Amazing these preparations going unnoticed in the United States and without any debate in Congress.
The disarray and discontent, further muddled by a confusing mix of freelance militia groups, are signs of the huge task that confronts Western governments – possibly including Canada – as they gear up to train thousands of Malian forces for the world’s next war: a battle against the Islamist radicals who have seized control of the northern half of this West African country.
The military operation, with strong support from Europe and the United States, could begin as early as March or April. It will be a crucial effort to expel al-Qaeda-linked militants from the three main cities of northern Mali, rolling back the growing power of terrorists who have murdered and kidnapped their way across a wide swathe of North and West Africa.

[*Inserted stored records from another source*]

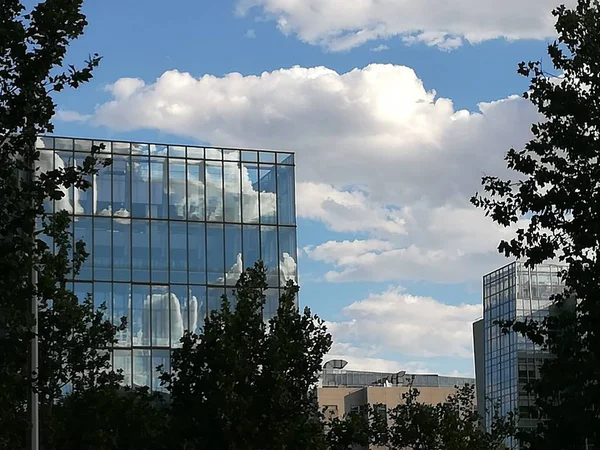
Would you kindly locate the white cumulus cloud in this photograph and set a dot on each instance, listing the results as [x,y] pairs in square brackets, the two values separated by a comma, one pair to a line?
[339,25]
[413,326]
[377,153]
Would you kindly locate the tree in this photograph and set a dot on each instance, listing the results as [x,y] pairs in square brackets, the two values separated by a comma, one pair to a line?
[244,384]
[71,335]
[110,418]
[558,185]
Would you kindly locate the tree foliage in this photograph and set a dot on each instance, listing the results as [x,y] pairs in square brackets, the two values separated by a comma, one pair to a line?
[557,184]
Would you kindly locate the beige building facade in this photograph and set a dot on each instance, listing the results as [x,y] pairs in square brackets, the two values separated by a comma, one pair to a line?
[341,400]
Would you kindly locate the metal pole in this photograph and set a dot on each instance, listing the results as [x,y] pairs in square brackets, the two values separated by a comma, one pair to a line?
[33,406]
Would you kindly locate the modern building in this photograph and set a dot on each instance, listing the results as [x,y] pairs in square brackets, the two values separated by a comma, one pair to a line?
[169,230]
[343,391]
[505,363]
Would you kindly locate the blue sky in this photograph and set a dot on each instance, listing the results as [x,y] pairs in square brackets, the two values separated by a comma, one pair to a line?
[394,108]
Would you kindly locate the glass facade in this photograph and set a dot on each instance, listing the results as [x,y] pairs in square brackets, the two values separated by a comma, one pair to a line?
[169,230]
[510,361]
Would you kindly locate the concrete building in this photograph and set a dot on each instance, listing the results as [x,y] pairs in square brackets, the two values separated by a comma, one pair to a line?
[344,391]
[169,229]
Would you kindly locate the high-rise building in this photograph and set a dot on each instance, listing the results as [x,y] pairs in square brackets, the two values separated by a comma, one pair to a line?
[505,363]
[169,229]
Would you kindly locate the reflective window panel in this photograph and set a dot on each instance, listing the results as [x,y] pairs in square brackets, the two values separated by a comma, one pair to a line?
[169,229]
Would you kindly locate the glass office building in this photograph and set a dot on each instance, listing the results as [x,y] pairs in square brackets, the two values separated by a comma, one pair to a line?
[169,230]
[509,360]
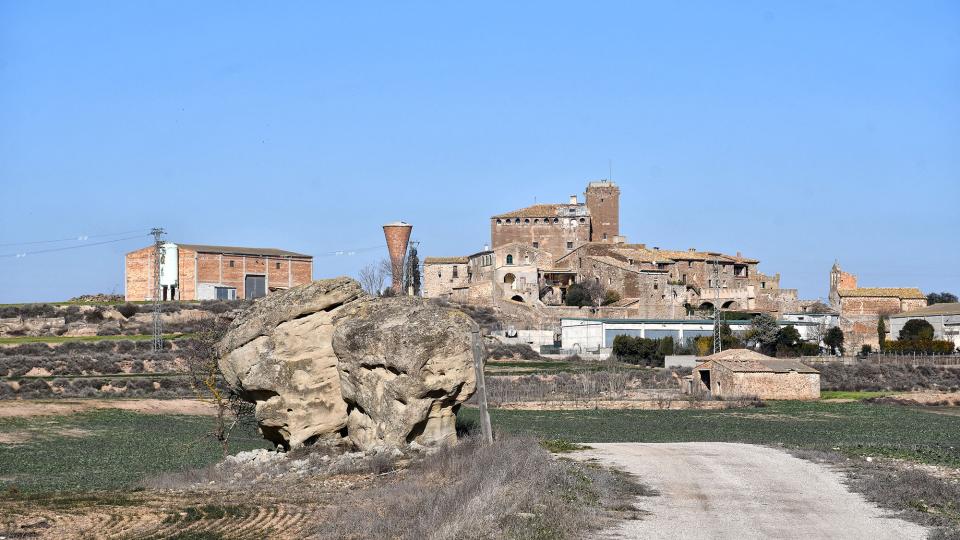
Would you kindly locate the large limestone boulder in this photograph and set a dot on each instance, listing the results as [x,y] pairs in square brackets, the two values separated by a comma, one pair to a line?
[405,367]
[279,355]
[322,360]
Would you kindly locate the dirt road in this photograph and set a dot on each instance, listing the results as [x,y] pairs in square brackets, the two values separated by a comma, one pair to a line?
[724,490]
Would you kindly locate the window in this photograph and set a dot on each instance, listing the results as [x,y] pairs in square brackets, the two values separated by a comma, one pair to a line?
[225,293]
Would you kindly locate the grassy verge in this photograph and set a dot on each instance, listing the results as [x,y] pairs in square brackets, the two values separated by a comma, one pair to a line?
[67,339]
[861,394]
[915,494]
[105,449]
[852,428]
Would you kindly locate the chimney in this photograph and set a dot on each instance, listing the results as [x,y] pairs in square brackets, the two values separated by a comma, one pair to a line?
[398,235]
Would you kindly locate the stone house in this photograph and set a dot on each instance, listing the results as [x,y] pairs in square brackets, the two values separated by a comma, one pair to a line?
[203,272]
[742,373]
[541,250]
[860,308]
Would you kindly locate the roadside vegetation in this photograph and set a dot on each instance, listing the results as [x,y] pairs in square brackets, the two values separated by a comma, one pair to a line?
[850,428]
[915,494]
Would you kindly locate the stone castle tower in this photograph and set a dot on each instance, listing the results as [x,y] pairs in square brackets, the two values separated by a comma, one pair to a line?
[603,201]
[840,280]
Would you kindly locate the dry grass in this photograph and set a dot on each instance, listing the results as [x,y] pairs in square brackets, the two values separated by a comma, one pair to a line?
[511,489]
[915,494]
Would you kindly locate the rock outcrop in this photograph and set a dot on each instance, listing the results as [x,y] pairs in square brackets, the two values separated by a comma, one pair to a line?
[405,367]
[322,360]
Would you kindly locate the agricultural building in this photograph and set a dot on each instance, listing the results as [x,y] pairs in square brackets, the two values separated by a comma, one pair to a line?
[742,373]
[945,319]
[199,272]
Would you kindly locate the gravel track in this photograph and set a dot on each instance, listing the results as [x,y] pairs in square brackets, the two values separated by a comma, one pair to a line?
[727,490]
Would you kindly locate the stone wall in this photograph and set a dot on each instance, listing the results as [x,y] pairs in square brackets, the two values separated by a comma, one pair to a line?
[603,201]
[729,384]
[552,234]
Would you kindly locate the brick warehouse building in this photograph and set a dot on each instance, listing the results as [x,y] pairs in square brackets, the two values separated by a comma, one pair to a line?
[200,272]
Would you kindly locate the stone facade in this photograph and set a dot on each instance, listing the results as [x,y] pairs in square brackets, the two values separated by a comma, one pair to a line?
[202,270]
[740,373]
[603,201]
[541,250]
[860,308]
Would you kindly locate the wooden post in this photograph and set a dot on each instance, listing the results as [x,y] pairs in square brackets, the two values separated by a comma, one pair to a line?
[478,357]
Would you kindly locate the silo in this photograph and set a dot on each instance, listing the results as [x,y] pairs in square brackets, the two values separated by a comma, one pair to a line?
[398,236]
[169,265]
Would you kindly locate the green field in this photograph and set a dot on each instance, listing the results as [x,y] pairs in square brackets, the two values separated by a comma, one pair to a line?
[106,449]
[112,449]
[854,428]
[861,394]
[64,339]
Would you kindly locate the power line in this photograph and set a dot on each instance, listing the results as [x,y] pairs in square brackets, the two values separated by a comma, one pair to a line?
[79,238]
[52,250]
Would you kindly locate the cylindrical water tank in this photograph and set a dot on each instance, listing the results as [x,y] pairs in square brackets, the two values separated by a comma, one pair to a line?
[397,235]
[169,264]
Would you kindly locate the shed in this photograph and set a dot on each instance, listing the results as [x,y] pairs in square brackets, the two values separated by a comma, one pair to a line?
[742,373]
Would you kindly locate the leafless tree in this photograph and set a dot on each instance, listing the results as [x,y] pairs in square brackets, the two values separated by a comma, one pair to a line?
[210,385]
[374,275]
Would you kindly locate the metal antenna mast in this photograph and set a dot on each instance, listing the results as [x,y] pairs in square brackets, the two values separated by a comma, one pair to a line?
[157,233]
[717,341]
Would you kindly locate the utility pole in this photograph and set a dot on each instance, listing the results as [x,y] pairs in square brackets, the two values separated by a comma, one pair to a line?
[157,233]
[717,341]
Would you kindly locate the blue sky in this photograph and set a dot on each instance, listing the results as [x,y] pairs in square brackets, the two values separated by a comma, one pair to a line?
[797,133]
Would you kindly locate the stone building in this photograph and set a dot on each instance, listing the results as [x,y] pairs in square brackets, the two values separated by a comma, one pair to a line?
[201,272]
[540,251]
[561,228]
[742,373]
[860,308]
[944,318]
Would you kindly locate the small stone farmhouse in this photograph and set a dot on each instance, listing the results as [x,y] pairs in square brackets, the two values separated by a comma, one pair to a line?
[742,373]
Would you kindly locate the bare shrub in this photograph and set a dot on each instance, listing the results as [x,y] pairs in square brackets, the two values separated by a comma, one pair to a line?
[511,489]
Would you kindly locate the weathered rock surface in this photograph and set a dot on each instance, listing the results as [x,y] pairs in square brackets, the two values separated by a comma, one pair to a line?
[405,367]
[324,361]
[278,354]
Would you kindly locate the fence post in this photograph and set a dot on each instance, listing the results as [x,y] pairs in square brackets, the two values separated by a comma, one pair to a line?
[478,355]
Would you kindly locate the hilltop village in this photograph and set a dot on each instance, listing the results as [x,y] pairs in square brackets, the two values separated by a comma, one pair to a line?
[538,253]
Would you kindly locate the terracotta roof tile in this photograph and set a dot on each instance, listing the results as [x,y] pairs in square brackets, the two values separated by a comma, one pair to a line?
[883,292]
[537,210]
[445,260]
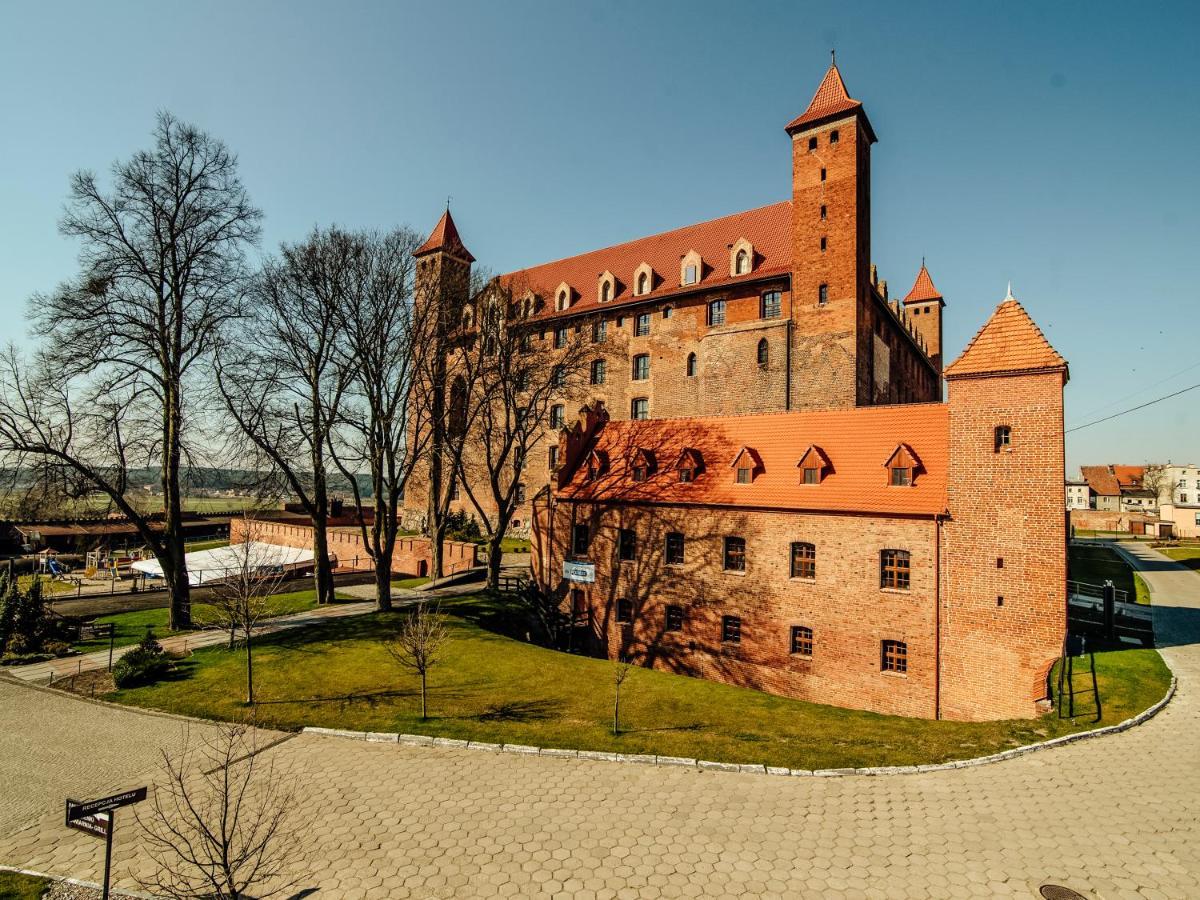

The challenge will be nearly as complex as anything Canada faced in Afghanistan. The obstacles, as in Afghanistan, are not merely a determined band of Islamist jihadists, but also a ferment of ethnic tensions, a proliferation of armed militias, a collapsing state, extreme poverty, a harsh climate, and an anarchic army.
Canada is still deciding whether to join the military training effort in Mali, but some analysts expect that it will. If it does, it will not have much time to try to help fix an under-equipped Malian military that has long been notorious for corruption, human rights abuses, an unclear chain of command, an appetite for political power, and a reluctance to accept civilian control. Years of earlier training efforts by Canada and the United States failed to make a dent in the army’s problems.